On the Host (System)

  • I perform a cudaMemcpy of all 220MB at a time.
  • Launch a kernel to set the first 32bits of each page to 0xDEADBEEF.
  • In same kernel, loop until 0xDEADBEEF is gone.

Issue:

  • I can go through several copy loops, however, at some point the data in the rdma buffer, from the kernel's perspective, stops changing
  • Looking at a PCIe bus montior, I can see that the data-rate from the FPGA has not changed.
  • This leaves me to believe that there is a problem on the GPU side.
  • I speculate a memory access clash but I have no way of knowing?

Question:

  • Am I running into a memory access clash?
  • Is there a way to signal new data on the GPU side - run a kernel, callback, generate a GPU interrupt?

Host:

...
while( bRunning )
{
   // Using Async so I can run this on its own stream.
   // -- Other threads will be doing their own GPU work.

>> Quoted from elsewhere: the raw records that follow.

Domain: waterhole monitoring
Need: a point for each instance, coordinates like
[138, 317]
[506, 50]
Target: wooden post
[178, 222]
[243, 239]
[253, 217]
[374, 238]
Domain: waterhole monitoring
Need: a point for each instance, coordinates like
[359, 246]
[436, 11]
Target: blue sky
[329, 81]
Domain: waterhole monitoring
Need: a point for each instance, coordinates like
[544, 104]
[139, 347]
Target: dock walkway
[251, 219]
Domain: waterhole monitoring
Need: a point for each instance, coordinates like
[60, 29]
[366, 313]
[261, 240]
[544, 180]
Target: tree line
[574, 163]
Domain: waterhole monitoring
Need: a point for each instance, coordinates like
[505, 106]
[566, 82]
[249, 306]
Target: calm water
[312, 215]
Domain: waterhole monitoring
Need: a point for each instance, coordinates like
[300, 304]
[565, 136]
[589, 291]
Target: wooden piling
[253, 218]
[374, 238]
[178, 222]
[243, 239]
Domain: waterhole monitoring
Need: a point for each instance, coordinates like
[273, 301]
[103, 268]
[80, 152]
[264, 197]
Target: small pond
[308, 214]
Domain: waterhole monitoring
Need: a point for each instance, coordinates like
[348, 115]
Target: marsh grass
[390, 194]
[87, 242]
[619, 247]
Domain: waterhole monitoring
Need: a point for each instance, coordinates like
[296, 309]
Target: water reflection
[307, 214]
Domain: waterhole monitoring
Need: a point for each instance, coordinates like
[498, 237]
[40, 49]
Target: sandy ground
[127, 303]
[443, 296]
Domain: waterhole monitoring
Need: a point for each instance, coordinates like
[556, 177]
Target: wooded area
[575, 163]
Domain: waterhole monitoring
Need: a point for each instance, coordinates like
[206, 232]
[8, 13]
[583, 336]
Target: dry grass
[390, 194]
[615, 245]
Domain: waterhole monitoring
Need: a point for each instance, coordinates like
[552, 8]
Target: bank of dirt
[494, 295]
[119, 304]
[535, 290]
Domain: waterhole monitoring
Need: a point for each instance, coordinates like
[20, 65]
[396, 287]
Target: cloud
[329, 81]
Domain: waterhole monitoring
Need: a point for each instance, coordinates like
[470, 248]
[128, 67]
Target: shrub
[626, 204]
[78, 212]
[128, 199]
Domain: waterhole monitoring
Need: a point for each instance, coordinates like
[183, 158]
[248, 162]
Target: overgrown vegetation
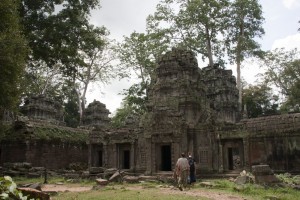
[46, 133]
[8, 189]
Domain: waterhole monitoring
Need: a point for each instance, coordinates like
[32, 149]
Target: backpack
[191, 162]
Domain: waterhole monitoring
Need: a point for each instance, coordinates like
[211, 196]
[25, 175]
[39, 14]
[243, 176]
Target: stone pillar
[148, 156]
[105, 155]
[221, 157]
[132, 157]
[246, 153]
[89, 155]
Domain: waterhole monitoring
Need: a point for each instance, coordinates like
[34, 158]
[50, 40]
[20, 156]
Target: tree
[40, 80]
[55, 30]
[259, 100]
[13, 53]
[196, 24]
[97, 54]
[244, 25]
[283, 70]
[138, 53]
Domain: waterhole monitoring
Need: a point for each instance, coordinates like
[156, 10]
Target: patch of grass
[121, 194]
[254, 191]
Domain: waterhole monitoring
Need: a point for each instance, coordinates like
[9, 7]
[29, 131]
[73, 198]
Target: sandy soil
[213, 195]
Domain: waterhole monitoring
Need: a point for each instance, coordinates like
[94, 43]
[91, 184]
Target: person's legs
[181, 180]
[184, 178]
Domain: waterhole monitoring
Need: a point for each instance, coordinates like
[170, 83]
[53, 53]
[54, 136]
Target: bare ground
[210, 194]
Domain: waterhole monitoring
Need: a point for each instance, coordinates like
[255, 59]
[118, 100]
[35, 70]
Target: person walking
[182, 169]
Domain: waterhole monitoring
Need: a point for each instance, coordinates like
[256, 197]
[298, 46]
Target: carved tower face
[179, 88]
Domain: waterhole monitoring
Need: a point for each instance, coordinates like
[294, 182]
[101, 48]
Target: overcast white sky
[122, 17]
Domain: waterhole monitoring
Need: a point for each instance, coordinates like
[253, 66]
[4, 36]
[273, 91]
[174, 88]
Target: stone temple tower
[177, 104]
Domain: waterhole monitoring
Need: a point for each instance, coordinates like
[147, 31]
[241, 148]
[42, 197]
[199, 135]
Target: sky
[122, 17]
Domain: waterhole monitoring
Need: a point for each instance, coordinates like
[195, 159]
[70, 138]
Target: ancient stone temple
[182, 108]
[196, 110]
[96, 115]
[188, 110]
[43, 108]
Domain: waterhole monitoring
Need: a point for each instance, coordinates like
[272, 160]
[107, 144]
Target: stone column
[105, 155]
[90, 155]
[246, 153]
[148, 156]
[132, 157]
[221, 157]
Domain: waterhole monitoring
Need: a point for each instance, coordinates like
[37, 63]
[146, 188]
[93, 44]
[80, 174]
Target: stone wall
[43, 145]
[43, 108]
[46, 154]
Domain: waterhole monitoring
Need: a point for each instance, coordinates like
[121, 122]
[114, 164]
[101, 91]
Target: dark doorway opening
[100, 159]
[166, 158]
[230, 159]
[233, 158]
[126, 160]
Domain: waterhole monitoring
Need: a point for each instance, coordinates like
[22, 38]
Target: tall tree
[244, 25]
[13, 53]
[98, 56]
[195, 24]
[138, 53]
[54, 29]
[259, 100]
[283, 70]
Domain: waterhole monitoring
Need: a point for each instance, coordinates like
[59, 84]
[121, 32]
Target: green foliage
[192, 24]
[283, 71]
[259, 100]
[8, 189]
[48, 133]
[55, 30]
[59, 135]
[244, 25]
[13, 51]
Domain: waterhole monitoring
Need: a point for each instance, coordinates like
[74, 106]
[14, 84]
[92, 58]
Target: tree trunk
[209, 49]
[238, 82]
[79, 106]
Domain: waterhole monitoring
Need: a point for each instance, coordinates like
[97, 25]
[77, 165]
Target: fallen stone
[34, 194]
[101, 181]
[243, 180]
[116, 177]
[37, 186]
[131, 179]
[271, 197]
[207, 184]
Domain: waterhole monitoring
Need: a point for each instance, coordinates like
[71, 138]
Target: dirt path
[213, 195]
[64, 188]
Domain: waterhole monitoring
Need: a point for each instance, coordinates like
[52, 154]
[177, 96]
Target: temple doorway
[166, 161]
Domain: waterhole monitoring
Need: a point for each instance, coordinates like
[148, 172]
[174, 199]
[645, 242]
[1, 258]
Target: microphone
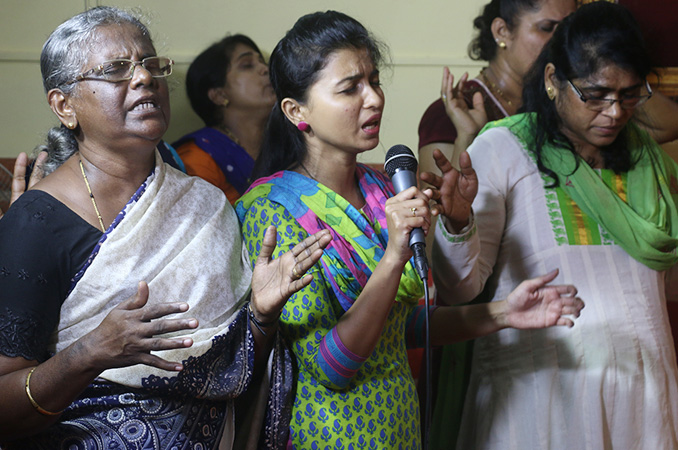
[401, 167]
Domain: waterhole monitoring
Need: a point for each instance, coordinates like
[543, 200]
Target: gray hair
[61, 60]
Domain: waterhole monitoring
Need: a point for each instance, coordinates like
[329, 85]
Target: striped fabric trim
[336, 361]
[581, 229]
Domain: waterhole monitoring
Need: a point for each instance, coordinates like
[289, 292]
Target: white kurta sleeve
[462, 263]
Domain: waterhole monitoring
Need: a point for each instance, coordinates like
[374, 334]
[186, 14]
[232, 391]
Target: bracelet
[38, 408]
[257, 323]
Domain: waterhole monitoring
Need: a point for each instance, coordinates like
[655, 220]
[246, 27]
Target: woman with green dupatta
[573, 183]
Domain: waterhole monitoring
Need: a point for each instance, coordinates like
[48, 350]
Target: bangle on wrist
[257, 323]
[37, 407]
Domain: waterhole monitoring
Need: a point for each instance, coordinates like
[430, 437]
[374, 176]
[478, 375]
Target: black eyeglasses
[123, 69]
[625, 101]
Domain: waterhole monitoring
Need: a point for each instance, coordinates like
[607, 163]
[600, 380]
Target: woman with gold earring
[511, 33]
[229, 89]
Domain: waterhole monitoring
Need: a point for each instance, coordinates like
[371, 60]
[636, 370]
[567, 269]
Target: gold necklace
[91, 196]
[495, 88]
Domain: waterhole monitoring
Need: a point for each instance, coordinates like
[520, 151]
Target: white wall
[423, 37]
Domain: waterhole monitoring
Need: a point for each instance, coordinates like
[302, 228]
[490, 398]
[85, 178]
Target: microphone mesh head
[399, 157]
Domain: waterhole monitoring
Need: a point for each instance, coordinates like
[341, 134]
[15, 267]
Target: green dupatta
[646, 225]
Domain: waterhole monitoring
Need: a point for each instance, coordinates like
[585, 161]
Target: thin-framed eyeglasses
[625, 101]
[117, 70]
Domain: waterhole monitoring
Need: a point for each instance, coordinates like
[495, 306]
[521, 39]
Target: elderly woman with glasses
[129, 315]
[572, 183]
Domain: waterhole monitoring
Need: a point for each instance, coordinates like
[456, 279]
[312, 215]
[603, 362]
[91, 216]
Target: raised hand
[533, 304]
[467, 120]
[275, 280]
[19, 175]
[128, 333]
[455, 189]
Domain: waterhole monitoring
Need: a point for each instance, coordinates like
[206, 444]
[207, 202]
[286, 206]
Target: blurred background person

   // Since the memcpy and kernel are on the same gpu-stream, they are executed serially. 
   cudaMemcpyAsync( pDstBuff_d, pRdmaBufBaseAddr_d, bytesToCopy, cudaMemcpyDeviceToDevice, cudaStream );
   WaitForNewDataKernel <<< 1, numGpuPages, 0, cudaStream >>>( pRdmaBuffBaseAddr_d );

   // Host - wait for new data.
   cudaStreamSynchronize( cudaStream );
}
...

Kernel:

WaitForNewDataKernel( ... )
{
   pPageTableVal += threadId * PAGE_TABLE_OFFSET;

   // Set the value as "read"
   *pPageTableVal = 0xDEADBEEF;
   
   // Loop until new data is present
   while( *pPageTableVal == 0xDEADBEEF )
   {
     ++count;
     if( 0 == count % 100000 )
     {
        printf( "Still waiting" );
     }
   }
}

Thank you for any help.

is the pPageTableVal pointer marked with volatile?

Yes. The Kernel argument is prefaced with volatile.

Thanks.

I simplified my code and now all I do is call the Kernel.

I get through one or two kernel runs, but the kernel eventually “hangs” in the waiting loop.
– Again, PCIe bus shows traffic going to the GPU, in my case at 12GB/s

Host:

  • numPages = 3520
  • numBlocks = 4
  • numThreads = 1024
while( bRunning )
{
   WaitForNewDataKernel <<< numBlocks, numThreads, 0, cudaStream >>>( pRdmaBuffBaseAddr_d, numPages );
   cudaStreamSynchronize( cudaStream );

   threadSleep( 5000 );

}
WaitForNewDataKernel( volatile uint32_t* pPageTableVal, int maxThreadId )
{
   if( threadId >= maxThreadId )
      return;

   pPageTableVal += threadId * PAGE_TABLE_OFFSET;

   // Set the value as "read"
   *pPageTableVal = 0xDEADBEEF;
   
   // Loop until new data is present
   while( *pPageTableVal == 0xDEADBEEF )
   {
     ++count;
     if( 0 == count % 100000 )
     {
         printf( "WAITING: ThreadId=[%d]", threadId );
     }
   }
   printf( "Done: ThreadId=[%d]", threadId );
}